De l'argent qui s'envole
La déconfiture financière survenue l'an dernier engendre d'importantes pertes pour l'État québécois, pour plusieurs institutions comme le Fonds de solidarité FTQ, ainsi que pour les banquiers du constructeur. Les petits actionnaires de l'entreprise ont aussi tout perdu.
Québec a englouti 143 millions dans cette affaire. Il en va de même du prêt de 117 millions US consenti par un syndicat bancaire.
Une autre page de la débâcle est sur le point de se tourner.
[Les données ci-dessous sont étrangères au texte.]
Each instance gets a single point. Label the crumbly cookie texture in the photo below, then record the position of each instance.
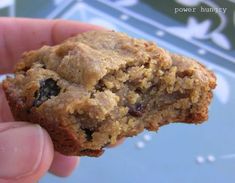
(100, 86)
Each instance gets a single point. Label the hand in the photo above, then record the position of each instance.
(26, 150)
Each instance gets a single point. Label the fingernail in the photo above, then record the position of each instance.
(21, 149)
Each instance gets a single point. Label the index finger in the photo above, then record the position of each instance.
(18, 35)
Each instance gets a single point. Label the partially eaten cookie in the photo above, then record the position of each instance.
(100, 86)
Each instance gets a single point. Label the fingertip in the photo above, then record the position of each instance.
(26, 146)
(63, 165)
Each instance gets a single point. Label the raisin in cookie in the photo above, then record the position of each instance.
(100, 86)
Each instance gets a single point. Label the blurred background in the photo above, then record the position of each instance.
(177, 153)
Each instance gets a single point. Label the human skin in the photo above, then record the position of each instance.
(22, 142)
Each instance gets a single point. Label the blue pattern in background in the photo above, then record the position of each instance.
(177, 153)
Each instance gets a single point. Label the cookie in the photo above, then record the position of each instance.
(101, 86)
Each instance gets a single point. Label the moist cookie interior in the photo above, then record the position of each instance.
(149, 88)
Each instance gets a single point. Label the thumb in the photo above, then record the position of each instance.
(26, 152)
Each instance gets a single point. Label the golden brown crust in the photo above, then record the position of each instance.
(100, 86)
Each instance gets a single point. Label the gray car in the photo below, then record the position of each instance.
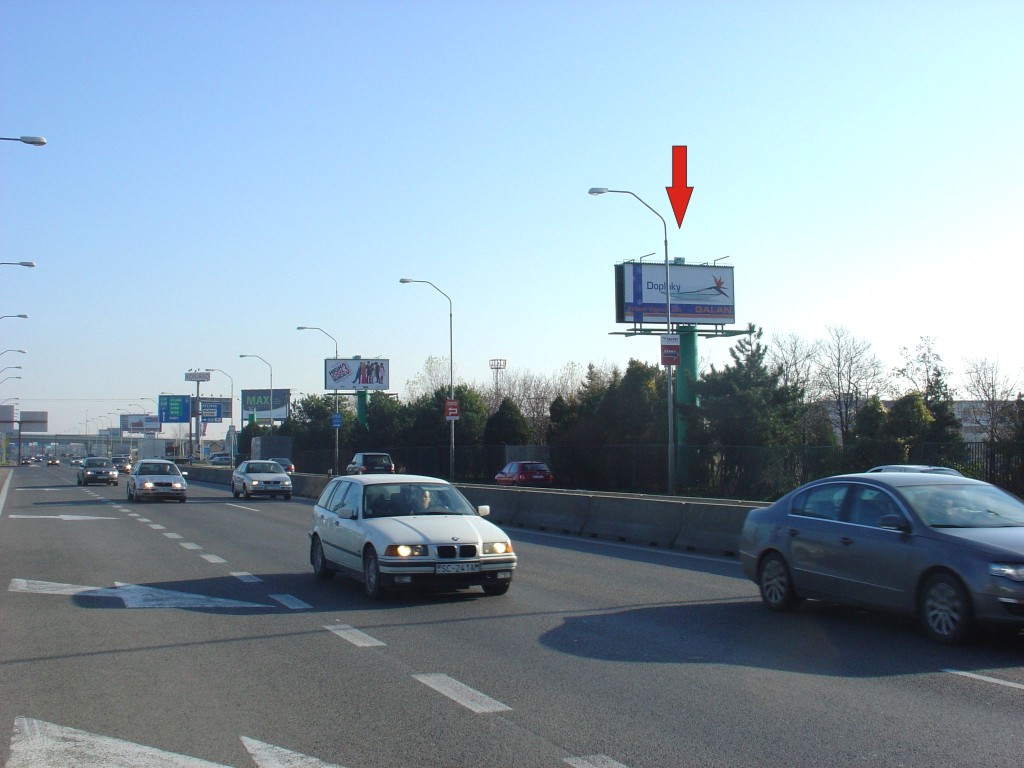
(947, 549)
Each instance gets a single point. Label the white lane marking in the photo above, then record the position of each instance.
(462, 693)
(986, 679)
(593, 761)
(268, 756)
(60, 517)
(290, 601)
(39, 743)
(360, 639)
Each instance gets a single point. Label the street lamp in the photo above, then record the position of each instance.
(336, 429)
(668, 323)
(34, 140)
(451, 372)
(271, 385)
(233, 434)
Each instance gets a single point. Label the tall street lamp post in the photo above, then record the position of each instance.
(34, 140)
(451, 373)
(668, 324)
(271, 385)
(336, 412)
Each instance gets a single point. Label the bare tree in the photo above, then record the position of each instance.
(991, 395)
(847, 373)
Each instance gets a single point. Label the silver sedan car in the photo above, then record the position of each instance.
(947, 549)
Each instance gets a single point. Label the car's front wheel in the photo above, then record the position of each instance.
(945, 609)
(372, 576)
(318, 561)
(776, 584)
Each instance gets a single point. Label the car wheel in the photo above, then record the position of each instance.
(945, 609)
(372, 576)
(776, 584)
(316, 559)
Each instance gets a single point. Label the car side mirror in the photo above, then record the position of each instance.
(895, 522)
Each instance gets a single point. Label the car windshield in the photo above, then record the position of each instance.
(965, 506)
(158, 469)
(264, 468)
(403, 499)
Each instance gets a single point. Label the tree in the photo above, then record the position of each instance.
(847, 373)
(507, 426)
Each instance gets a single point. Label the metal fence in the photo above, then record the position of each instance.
(734, 472)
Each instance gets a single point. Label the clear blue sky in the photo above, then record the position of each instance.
(218, 173)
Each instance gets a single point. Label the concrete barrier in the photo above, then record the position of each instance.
(672, 522)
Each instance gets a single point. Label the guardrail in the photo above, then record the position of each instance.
(671, 522)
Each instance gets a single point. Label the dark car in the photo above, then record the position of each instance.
(96, 469)
(525, 473)
(945, 548)
(363, 464)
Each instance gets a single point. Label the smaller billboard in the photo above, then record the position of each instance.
(355, 374)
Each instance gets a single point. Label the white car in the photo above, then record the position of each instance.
(407, 530)
(260, 477)
(157, 478)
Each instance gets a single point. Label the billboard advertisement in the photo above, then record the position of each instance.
(257, 402)
(698, 294)
(139, 423)
(355, 374)
(174, 409)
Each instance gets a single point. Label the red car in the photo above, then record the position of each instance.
(525, 473)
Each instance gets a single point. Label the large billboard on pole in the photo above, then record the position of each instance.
(697, 294)
(355, 374)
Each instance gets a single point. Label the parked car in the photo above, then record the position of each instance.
(525, 473)
(370, 463)
(157, 478)
(286, 464)
(915, 468)
(97, 469)
(946, 548)
(397, 530)
(260, 477)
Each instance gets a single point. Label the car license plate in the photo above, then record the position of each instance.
(458, 567)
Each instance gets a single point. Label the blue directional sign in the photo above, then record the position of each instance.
(175, 409)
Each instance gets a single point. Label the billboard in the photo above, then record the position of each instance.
(698, 294)
(139, 423)
(174, 409)
(35, 421)
(257, 402)
(355, 374)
L'encan pour ce qui était le joyau du constructeur, son usine de blocs-batteries à Mirabel, se tiendra ce mardi. Québec et Ottawa avaient conjointement mis 100 millions sur la table pour financer ce complexe.
De l'équipement comme des robots industriels, des systèmes de contrôle des émissions de poussière et des cellules de batteries sera offert au plus offrant. C'est la firme Workingman Capital qui a été mandatée pour superviser ce processus, comme elle l'avait fait pour l'usine américaine de Lion à Joliet, en Illinois.
Toujours dans le noir
Des centaines d'anciens salariés de Lion attendent toujours de savoir s'ils seront admissibles au programme de protection des salariés. Cette mesure fédérale leur permettrait de toucher des indemnités n'ayant pas encore été versées par l'entreprise. La Cour supérieure du Québec doit trancher sur cette question. Devant le tribunal, l'Agence du revenu du Canada avait plaidé que les travailleurs mis à pied ne devraient pas avoir droit à la protection du programme fédéral.